(Adds California's attorney general spokesman comment,
NEW YORK Aug 5 California's attorney general
may sue Morgan Stanley over money-losing mortgage bonds
that the state's biggest public pension fund purchased in a $1.3
billion deal before the financial crisis, the bank said in a
securities filing on Tuesday.
The state's top lawyer "indicated that it has made certain
preliminary conclusions that the company made knowing and
material misrepresentations regarding (residential
mortgage-backed securities)," Morgan Stanley said in its 10-Q
filing with the U.S. Securities and Exchange Commission.
The attorney general also indicated "that it believes the
company's conduct violated California law and that it may seek
treble damages, penalties and injunctive relief," Morgan Stanley
said.

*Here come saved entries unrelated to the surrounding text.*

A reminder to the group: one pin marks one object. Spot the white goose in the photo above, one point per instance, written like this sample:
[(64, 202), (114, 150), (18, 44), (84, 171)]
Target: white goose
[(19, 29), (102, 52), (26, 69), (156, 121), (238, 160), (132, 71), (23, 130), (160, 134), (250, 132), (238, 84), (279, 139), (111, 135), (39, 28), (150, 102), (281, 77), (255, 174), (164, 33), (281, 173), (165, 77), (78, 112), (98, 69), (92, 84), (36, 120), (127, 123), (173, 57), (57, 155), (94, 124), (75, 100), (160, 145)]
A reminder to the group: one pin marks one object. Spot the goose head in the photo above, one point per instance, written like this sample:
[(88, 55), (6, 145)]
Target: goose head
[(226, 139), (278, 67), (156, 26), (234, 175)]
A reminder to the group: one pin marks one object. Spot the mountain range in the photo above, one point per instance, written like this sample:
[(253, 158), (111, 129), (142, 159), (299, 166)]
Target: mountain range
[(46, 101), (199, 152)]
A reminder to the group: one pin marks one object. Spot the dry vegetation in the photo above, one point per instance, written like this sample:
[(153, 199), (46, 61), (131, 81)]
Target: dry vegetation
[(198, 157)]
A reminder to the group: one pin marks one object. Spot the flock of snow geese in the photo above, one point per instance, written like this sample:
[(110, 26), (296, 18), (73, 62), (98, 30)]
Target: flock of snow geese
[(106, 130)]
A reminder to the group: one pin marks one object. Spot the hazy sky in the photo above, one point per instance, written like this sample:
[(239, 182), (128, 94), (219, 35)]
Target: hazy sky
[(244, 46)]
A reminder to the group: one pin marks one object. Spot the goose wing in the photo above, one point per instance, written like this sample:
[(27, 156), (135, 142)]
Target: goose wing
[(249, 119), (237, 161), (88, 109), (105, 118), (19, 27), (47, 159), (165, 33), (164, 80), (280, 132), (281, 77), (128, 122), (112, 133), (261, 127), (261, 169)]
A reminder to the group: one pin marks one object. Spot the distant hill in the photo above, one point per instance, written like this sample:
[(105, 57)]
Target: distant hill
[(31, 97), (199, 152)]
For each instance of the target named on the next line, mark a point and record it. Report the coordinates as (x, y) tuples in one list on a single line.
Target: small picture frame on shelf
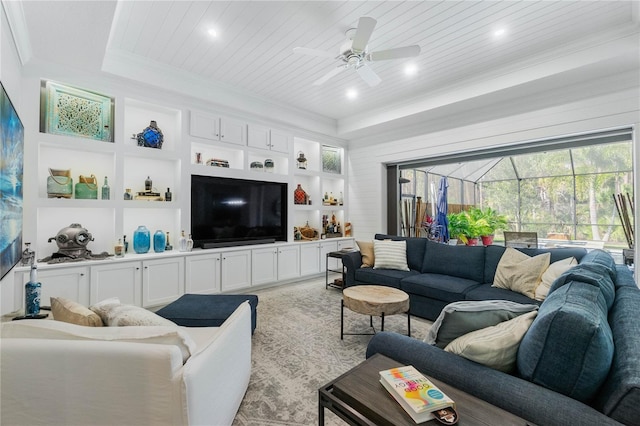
[(75, 112), (331, 159)]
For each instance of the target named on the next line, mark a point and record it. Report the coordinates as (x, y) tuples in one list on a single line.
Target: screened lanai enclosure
[(568, 191)]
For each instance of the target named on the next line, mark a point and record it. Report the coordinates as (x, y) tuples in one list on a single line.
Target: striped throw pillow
[(390, 255)]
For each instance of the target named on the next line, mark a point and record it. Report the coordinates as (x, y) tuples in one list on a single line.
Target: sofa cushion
[(495, 346), (388, 277), (569, 347), (436, 286), (552, 273), (70, 311), (415, 249), (38, 329), (457, 261), (486, 292), (494, 253), (366, 250), (592, 274), (619, 396), (519, 272), (460, 318), (390, 255), (601, 257), (114, 314)]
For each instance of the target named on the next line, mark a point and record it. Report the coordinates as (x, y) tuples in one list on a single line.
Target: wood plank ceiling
[(253, 50)]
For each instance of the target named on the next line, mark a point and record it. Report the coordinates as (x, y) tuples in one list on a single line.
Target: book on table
[(419, 397)]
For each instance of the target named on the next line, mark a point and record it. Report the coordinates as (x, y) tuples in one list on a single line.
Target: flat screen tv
[(228, 212)]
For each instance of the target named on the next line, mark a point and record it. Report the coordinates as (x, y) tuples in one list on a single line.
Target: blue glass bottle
[(141, 240), (159, 241)]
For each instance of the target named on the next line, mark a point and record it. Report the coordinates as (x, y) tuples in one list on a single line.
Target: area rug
[(297, 349)]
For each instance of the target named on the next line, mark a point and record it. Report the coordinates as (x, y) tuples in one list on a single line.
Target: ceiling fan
[(354, 54)]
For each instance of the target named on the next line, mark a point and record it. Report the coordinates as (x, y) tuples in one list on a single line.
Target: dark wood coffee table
[(358, 398)]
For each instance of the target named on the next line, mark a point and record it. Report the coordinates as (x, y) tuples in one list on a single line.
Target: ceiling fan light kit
[(354, 55)]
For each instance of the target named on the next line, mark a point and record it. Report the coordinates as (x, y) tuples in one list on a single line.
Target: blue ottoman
[(207, 310)]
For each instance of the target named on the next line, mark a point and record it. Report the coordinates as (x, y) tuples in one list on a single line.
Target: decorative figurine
[(151, 137)]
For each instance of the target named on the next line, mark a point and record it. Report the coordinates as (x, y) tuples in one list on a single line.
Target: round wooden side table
[(374, 300)]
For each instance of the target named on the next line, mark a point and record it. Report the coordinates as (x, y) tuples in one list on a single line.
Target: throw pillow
[(116, 314), (70, 311), (459, 318), (366, 250), (519, 272), (551, 274), (390, 255), (59, 330), (496, 346)]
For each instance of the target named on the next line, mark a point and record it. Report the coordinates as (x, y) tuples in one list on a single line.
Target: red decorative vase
[(299, 195)]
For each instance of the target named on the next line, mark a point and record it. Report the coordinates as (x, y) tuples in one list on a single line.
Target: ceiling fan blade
[(363, 33), (398, 52), (330, 74), (368, 75), (313, 52)]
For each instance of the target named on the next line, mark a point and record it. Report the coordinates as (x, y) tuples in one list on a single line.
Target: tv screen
[(226, 212)]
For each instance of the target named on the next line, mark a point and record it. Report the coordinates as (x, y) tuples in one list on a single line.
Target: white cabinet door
[(288, 262), (162, 280), (121, 280), (202, 273), (236, 270), (327, 247), (233, 131), (264, 266), (204, 125), (258, 136), (279, 141), (310, 259), (69, 283)]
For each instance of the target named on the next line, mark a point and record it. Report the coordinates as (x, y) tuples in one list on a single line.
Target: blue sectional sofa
[(440, 274), (578, 363)]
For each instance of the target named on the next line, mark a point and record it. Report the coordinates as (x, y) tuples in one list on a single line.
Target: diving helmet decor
[(72, 245), (151, 137)]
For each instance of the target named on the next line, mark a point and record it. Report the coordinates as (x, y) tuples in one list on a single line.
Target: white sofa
[(80, 381)]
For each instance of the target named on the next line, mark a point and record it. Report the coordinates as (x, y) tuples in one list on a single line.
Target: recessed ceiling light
[(499, 32), (411, 69)]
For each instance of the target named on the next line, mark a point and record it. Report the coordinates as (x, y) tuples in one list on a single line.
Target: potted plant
[(458, 227), (487, 221)]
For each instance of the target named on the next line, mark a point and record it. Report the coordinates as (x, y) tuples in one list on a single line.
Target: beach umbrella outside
[(441, 208)]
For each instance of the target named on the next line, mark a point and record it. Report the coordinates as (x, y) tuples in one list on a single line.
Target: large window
[(561, 191)]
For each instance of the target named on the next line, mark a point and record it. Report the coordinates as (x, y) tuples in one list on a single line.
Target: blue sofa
[(578, 364), (441, 274)]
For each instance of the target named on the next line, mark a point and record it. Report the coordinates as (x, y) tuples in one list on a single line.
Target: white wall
[(10, 77), (367, 187)]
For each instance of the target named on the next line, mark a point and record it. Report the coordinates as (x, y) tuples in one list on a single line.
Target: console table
[(358, 398)]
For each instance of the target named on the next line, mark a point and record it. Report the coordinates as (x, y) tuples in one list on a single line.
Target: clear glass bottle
[(106, 191), (182, 242), (118, 249)]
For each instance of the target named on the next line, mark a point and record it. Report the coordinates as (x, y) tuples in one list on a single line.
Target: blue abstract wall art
[(11, 169)]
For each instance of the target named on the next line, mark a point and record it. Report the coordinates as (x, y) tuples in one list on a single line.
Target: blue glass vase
[(141, 240), (159, 241)]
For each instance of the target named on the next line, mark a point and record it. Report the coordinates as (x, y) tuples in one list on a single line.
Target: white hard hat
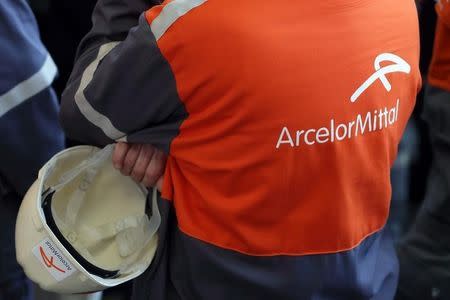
[(82, 226)]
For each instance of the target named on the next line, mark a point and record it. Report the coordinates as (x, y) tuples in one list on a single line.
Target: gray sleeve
[(121, 89)]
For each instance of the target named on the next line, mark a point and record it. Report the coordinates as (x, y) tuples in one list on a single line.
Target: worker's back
[(280, 173), (281, 120)]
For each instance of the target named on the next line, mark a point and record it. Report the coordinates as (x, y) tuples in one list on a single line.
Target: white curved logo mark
[(400, 65)]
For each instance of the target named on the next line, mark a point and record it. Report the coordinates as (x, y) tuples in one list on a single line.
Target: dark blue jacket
[(28, 105)]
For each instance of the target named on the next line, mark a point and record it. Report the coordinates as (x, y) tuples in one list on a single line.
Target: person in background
[(28, 126), (424, 253), (279, 121)]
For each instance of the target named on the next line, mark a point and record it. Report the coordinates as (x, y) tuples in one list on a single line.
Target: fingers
[(120, 150), (142, 162), (130, 159), (155, 168)]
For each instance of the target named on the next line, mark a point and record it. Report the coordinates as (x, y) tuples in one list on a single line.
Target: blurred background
[(63, 23)]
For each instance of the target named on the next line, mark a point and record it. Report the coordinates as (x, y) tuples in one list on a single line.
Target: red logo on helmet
[(49, 261)]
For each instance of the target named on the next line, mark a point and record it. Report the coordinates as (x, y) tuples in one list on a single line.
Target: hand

The bank said it disagrees with the findings and presented
The alleged misrepresentations pertain to a structured
investment vehicle called Cheyne Finance LLC, which went
bankrupt in 2007. California's state pension fund, known as
CalPERS, bought $1.3 billion worth of the vehicle.
A spokesman for California Attorney General declined to
comment on the matter. A Morgan Stanley spokesman said the bank
had no comment beyond what is in the filing.
Morgan Stanley also said a separate mortgage litigation
matter reduced its second-quarter earnings per share by two
cents, to 92 cents per share instead of 94 cents per share. The
reduction stems from a $275 million settlement with the U.S.
Securities and Exchange Commission that Morgan Stanley reached
after initially reporting earnings on July 17.